If you are one of those people who has not been through abuse, but would like to know how to talk to a survivor, then please visit some of these websites. Of course, if you are a victim, then please visit these sites as well, but please seek professional help if you can.

I was abused sexually a handful of times when I was in elementary school. My father was the perpetrator. My mother never saw it. However, my mother was depressed and unable to take care of me and my siblings. She depended on her children to emotionally to take care of her. The stress of the role reversal (feeling like I had to take care of my mother at the age of 5), left me feeling different. The sexual abuse that happened a few years later (I was 8 or so), only solidified my solitary nature. This was difficult as a child, and I look back now realizing that it was adding insult to injury to be abused on top of being pretty sensitive to begin with. I would have had difficulties with my extreme sensitivity even if I had nurturing, helpful parents who were not caught up in their own problems.

My sexual abuse may not be comparatively bad, but as they say "once is enough". Regardless, it gave me classic abuse victim problems.

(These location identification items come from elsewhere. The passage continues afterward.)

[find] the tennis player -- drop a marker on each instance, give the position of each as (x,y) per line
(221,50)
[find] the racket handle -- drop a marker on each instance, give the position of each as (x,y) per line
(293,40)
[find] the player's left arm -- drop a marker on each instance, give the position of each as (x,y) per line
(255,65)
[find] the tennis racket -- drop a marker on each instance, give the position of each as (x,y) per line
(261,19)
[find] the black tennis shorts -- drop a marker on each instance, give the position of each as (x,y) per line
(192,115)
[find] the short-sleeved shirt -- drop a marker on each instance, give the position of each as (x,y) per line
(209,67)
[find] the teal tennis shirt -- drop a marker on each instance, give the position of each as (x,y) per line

I did not trust people. I was sexually confused. I was depressed, but also experienced extreme highs. I gained weight to protect myself. I would dissociate in painful situations. The list goes on. Becoming aware of the symptoms was my first step. Then I could see what was causing those symptoms: my unresolved abuse. Admitting that what happened was "abuse" was my next step.

Arguably, that was the biggest step I ever took. It started me down the path of facing my problems instead of running from them. If anything has happened to you that you think might be abuse, try to face it. You are not alone. I will talk to you, and I will accept you.

3 comments:

gretchen said...

Bringing awareness to child abuse has the potential to help so many people. Thank you for shedding light on the reality of it. I have seen some of the work that you have put into overcoming your past and I admire you more than you'll ever know. Love ya, k!!

Jacque said...

Kendahl, you are so sweet. I love you. I think it's amazing how much you've worked through. Even though it isn't over, you are a success story to me. I think that abuse happens much more often than we think and the victims don't always have a chance to recover and regain a sense of "self" like you have. I'm glad you can be a voice for them.

Kristi said...

You are an amazing woman K! I think that your dialogue will help so many others, those who have been abused and those who want to help those who have been abused. Keep sharing and educating.